Slowdive were initially dismissed by the British independent music press. While reviews of the band’s early extended plays were favorable, Slowdive’s reputation took a downturn with the release of their debut album, Just for a Day, which received middling reviews from publications such as Melody Maker and Select. In 1991, Richey Edwards, guitarist and lyricist of Manic Street Preachers, proclaimed: “We will always hate Slowdive more than Hitler.” Upon its release, Souvlaki was received similarly negatively; Melody Maker‘s Dave Simpson infamously wrote, “I would rather drown choking in a bath full of porridge than ever listen to it again”, three years after the publication praised the band’s EPs for being “impossible, immaculate and serene”. The band theorized that they came across as too soft and feminine, and were overshadowed by the emergence of Britpop at the same time. Said Goswell of Britpop: “It was very laddy.” About the band’s initial poor reviews, Goswell said: “Within about a year of being in the industry, I became very disenchanted, because of the treatment that we got from this small amount of UK journalists. Obviously, they held a lot of power in this country at that point.” In 2004, The Independent referred to Slowdive as a “long-forgotten indie band”.

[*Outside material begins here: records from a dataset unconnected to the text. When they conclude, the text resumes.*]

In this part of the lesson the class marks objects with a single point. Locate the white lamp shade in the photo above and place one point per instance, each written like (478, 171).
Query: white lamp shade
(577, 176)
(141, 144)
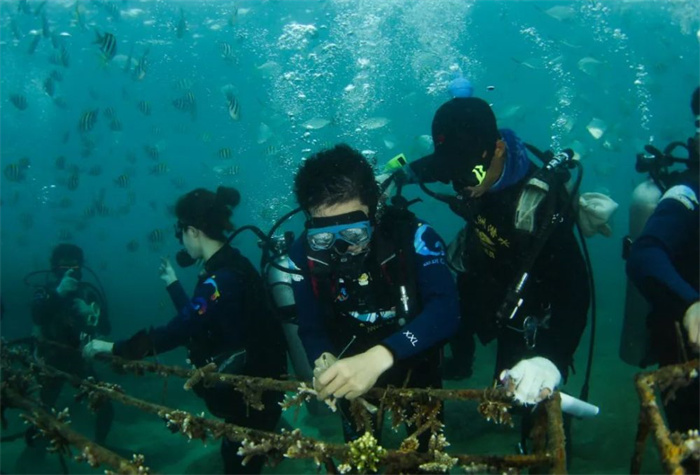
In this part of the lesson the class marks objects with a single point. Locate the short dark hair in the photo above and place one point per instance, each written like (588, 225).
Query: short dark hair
(66, 252)
(336, 175)
(208, 211)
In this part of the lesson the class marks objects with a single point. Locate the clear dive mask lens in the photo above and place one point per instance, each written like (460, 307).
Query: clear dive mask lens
(354, 234)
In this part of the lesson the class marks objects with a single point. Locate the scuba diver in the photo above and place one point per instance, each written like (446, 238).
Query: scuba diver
(70, 312)
(374, 295)
(227, 321)
(522, 278)
(664, 264)
(665, 171)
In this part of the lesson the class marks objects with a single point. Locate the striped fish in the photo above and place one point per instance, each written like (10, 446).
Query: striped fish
(88, 120)
(108, 45)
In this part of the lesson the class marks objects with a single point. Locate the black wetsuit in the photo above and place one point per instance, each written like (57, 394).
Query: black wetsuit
(359, 311)
(59, 322)
(227, 322)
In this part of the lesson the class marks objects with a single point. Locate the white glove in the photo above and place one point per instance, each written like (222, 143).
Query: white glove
(531, 380)
(167, 273)
(97, 346)
(68, 284)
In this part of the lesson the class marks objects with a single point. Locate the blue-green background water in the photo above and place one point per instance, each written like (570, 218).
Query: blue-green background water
(351, 65)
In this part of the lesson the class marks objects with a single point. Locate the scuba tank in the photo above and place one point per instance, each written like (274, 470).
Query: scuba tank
(279, 283)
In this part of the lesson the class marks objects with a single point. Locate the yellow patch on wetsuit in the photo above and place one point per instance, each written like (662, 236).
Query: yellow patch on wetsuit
(479, 173)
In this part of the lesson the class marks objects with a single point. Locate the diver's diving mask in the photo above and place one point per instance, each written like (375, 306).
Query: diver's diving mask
(61, 270)
(352, 229)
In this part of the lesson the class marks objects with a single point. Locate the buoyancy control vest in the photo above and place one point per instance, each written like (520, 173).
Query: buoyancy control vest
(264, 347)
(378, 297)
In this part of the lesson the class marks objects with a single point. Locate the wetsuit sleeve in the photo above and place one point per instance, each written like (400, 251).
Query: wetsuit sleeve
(312, 330)
(669, 233)
(439, 317)
(190, 321)
(178, 295)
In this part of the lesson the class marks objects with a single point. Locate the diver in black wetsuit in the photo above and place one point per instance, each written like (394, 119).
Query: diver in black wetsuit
(492, 175)
(375, 290)
(227, 321)
(69, 311)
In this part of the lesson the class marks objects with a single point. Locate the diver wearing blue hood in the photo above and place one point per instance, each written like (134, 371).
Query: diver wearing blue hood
(491, 173)
(664, 263)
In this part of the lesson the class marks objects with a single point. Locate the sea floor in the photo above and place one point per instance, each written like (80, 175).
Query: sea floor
(603, 444)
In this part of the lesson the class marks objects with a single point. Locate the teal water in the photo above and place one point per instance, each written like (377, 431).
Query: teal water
(307, 74)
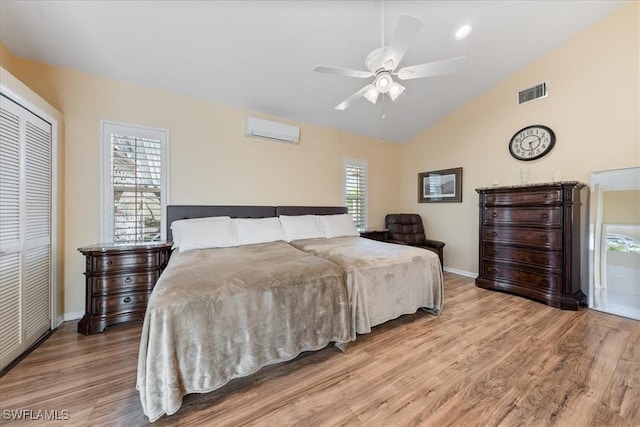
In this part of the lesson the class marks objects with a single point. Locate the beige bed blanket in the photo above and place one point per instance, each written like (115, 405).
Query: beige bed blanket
(219, 314)
(385, 280)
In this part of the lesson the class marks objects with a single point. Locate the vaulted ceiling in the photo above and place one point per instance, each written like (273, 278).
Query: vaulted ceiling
(260, 55)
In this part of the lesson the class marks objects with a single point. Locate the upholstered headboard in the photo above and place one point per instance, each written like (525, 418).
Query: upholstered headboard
(310, 210)
(176, 212)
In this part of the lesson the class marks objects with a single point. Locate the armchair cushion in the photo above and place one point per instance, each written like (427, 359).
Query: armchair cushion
(408, 229)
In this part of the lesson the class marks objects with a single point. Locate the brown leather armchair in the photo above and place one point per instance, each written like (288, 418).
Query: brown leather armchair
(407, 229)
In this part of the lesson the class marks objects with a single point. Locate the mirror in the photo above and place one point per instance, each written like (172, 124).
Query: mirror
(614, 242)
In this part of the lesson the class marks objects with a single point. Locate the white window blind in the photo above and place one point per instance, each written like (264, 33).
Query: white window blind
(135, 173)
(355, 190)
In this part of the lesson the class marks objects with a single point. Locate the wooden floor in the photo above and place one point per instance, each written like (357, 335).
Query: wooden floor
(489, 359)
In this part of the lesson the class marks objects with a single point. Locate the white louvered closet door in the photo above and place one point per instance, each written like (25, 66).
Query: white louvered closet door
(25, 229)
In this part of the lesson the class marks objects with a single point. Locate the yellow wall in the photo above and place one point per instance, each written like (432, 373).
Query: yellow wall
(621, 207)
(212, 162)
(593, 107)
(24, 95)
(6, 58)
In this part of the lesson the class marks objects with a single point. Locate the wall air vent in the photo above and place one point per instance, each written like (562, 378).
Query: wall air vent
(532, 93)
(275, 131)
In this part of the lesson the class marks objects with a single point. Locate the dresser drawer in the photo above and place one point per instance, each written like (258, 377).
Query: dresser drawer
(124, 282)
(124, 302)
(524, 198)
(116, 262)
(546, 259)
(551, 239)
(509, 273)
(538, 216)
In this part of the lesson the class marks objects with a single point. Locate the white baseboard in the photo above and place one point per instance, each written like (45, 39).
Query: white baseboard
(73, 316)
(460, 272)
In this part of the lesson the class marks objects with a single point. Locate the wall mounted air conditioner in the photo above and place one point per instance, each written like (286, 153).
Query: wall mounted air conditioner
(260, 128)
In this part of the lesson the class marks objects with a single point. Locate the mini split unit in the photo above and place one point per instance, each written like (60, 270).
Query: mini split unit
(259, 128)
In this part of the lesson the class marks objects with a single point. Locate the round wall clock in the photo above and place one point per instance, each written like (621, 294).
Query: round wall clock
(532, 142)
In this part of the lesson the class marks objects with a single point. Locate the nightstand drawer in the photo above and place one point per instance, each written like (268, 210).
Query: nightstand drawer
(118, 281)
(518, 216)
(116, 262)
(125, 302)
(125, 282)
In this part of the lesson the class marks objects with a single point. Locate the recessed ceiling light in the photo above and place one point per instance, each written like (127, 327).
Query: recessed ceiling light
(463, 32)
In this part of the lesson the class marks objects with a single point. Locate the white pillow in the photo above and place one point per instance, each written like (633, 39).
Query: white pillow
(338, 226)
(258, 230)
(218, 233)
(176, 226)
(301, 227)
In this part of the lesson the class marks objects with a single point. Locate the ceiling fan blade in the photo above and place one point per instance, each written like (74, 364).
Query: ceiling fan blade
(406, 31)
(359, 94)
(436, 68)
(343, 72)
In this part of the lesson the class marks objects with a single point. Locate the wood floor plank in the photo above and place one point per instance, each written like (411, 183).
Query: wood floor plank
(490, 358)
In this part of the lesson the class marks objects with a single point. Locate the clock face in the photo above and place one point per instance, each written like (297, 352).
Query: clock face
(532, 142)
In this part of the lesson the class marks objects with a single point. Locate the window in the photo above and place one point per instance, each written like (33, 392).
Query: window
(134, 177)
(355, 190)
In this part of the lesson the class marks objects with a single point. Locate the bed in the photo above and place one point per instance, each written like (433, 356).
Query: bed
(385, 280)
(221, 313)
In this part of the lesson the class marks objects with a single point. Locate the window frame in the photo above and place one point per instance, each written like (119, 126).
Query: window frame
(106, 193)
(360, 163)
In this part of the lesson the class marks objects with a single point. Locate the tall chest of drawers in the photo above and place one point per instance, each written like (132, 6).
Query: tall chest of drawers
(530, 242)
(119, 279)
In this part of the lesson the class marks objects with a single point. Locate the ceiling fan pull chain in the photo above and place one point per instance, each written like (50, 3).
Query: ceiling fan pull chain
(382, 21)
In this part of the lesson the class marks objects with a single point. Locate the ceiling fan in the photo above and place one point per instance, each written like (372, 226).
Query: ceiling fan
(383, 61)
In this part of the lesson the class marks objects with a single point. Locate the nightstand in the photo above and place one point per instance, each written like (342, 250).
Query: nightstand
(119, 279)
(380, 235)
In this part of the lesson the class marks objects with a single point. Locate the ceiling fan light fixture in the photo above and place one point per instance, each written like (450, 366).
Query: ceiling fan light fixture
(371, 94)
(463, 32)
(395, 91)
(383, 82)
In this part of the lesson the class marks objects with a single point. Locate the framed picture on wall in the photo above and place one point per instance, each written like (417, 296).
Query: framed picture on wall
(440, 186)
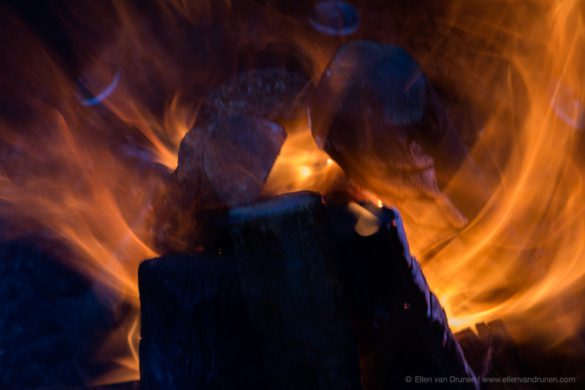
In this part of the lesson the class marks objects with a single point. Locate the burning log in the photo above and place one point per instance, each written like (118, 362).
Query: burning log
(195, 328)
(273, 94)
(293, 293)
(225, 162)
(402, 329)
(377, 116)
(226, 158)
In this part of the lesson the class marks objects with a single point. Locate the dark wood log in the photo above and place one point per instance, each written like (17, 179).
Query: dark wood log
(293, 293)
(195, 328)
(376, 114)
(402, 329)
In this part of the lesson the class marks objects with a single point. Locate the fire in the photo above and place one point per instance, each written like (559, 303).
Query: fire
(88, 168)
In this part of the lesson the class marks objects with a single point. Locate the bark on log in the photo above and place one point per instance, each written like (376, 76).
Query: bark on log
(195, 329)
(402, 329)
(293, 294)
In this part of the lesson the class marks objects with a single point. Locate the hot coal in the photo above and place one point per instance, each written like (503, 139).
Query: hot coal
(195, 329)
(377, 115)
(336, 18)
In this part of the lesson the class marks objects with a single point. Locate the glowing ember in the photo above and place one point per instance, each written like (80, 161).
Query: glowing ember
(89, 172)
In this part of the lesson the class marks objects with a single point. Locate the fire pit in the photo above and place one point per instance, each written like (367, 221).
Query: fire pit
(217, 194)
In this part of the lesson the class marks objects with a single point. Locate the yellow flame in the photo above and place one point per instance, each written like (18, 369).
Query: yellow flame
(520, 258)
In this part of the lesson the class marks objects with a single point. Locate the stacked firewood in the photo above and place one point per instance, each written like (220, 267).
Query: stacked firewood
(302, 291)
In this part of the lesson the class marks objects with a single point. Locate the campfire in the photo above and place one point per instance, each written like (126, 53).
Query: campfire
(311, 194)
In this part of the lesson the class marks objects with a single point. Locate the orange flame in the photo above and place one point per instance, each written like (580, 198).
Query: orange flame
(520, 258)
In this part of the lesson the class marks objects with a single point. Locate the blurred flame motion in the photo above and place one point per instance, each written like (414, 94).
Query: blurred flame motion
(521, 258)
(89, 173)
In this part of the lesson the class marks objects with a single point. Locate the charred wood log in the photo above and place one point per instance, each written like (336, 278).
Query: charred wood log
(293, 293)
(401, 327)
(195, 329)
(375, 113)
(223, 162)
(225, 159)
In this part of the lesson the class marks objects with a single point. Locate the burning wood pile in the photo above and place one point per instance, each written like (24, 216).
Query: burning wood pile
(236, 182)
(296, 285)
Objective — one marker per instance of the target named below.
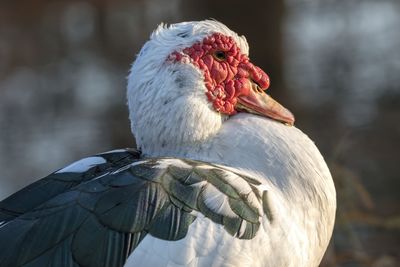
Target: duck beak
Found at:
(258, 102)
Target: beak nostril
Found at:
(256, 86)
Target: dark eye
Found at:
(220, 55)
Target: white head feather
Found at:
(168, 107)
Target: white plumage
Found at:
(300, 188)
(210, 188)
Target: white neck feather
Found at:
(171, 112)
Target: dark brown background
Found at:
(335, 64)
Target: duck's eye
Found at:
(220, 55)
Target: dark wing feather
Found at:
(98, 217)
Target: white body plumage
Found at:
(300, 188)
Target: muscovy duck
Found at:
(222, 178)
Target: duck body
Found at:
(301, 197)
(219, 181)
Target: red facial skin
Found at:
(226, 77)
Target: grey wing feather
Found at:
(98, 217)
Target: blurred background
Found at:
(335, 64)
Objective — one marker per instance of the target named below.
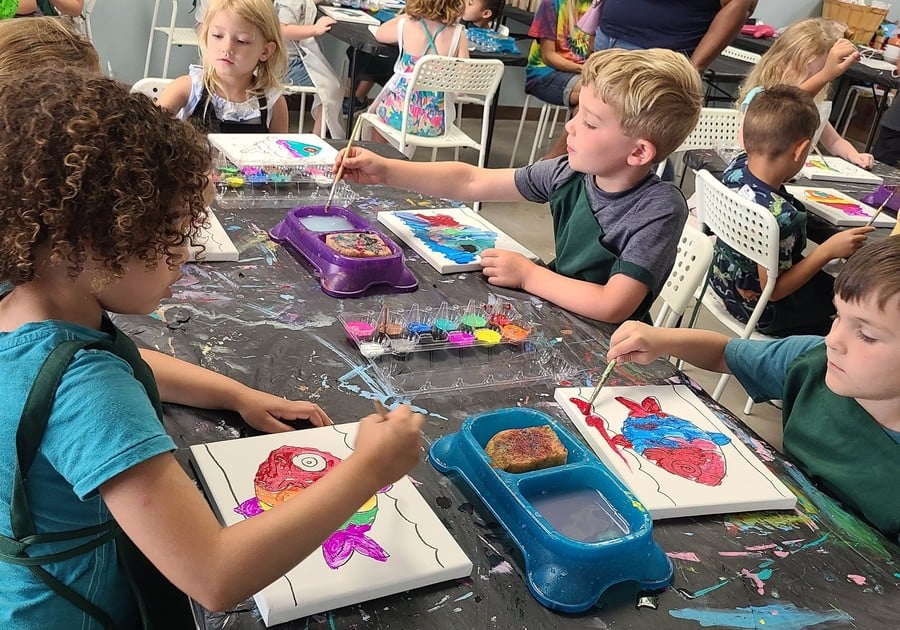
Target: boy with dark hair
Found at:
(778, 128)
(840, 394)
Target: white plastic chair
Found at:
(151, 87)
(305, 91)
(181, 36)
(695, 251)
(749, 229)
(543, 126)
(451, 75)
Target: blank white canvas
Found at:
(217, 246)
(746, 484)
(464, 216)
(263, 149)
(834, 215)
(838, 170)
(420, 549)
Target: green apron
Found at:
(580, 252)
(826, 424)
(161, 605)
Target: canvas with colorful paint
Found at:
(837, 169)
(837, 208)
(393, 543)
(213, 243)
(450, 239)
(670, 449)
(266, 149)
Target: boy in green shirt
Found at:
(840, 393)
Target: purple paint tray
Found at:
(304, 230)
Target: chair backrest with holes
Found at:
(745, 226)
(695, 251)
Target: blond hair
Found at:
(443, 11)
(29, 43)
(777, 119)
(269, 74)
(656, 93)
(788, 60)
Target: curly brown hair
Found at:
(92, 170)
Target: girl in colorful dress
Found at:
(422, 30)
(238, 87)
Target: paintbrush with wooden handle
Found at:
(340, 173)
(603, 378)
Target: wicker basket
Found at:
(862, 21)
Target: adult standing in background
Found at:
(698, 28)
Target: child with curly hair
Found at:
(427, 35)
(100, 195)
(238, 87)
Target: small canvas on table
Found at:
(450, 239)
(837, 208)
(837, 169)
(344, 14)
(670, 449)
(393, 543)
(216, 246)
(269, 149)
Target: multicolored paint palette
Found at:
(673, 452)
(838, 208)
(449, 239)
(447, 327)
(310, 232)
(393, 543)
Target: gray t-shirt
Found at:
(641, 225)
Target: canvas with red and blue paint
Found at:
(672, 451)
(394, 542)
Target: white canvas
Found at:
(273, 149)
(703, 468)
(833, 214)
(217, 247)
(450, 248)
(345, 14)
(406, 547)
(837, 169)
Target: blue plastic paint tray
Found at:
(304, 231)
(578, 527)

The band’s reputation was mended by critics throughout the 2010s, who acclaimed Slowdive as one of the best shoegaze bands. Upon Slowdive’s re-formation in 2014, the band began playing to larger crowds than they did during their initial run, and members realized that they were more famous and recognizable than ever before. Music writers noted Slowdive’s modern popularity as part of shoegaze’s revival in popularity with younger Millennials and Generation Z.

Further evidence the Press have been known to drive agendas into the ground and being objective is often a foreign concept.

In any event, Slowdive have weathered the winds of capricious journalism and gained the momentum they didn’t have almost 30 years ago. Times, they do change.

As for lunch – press play and dive in.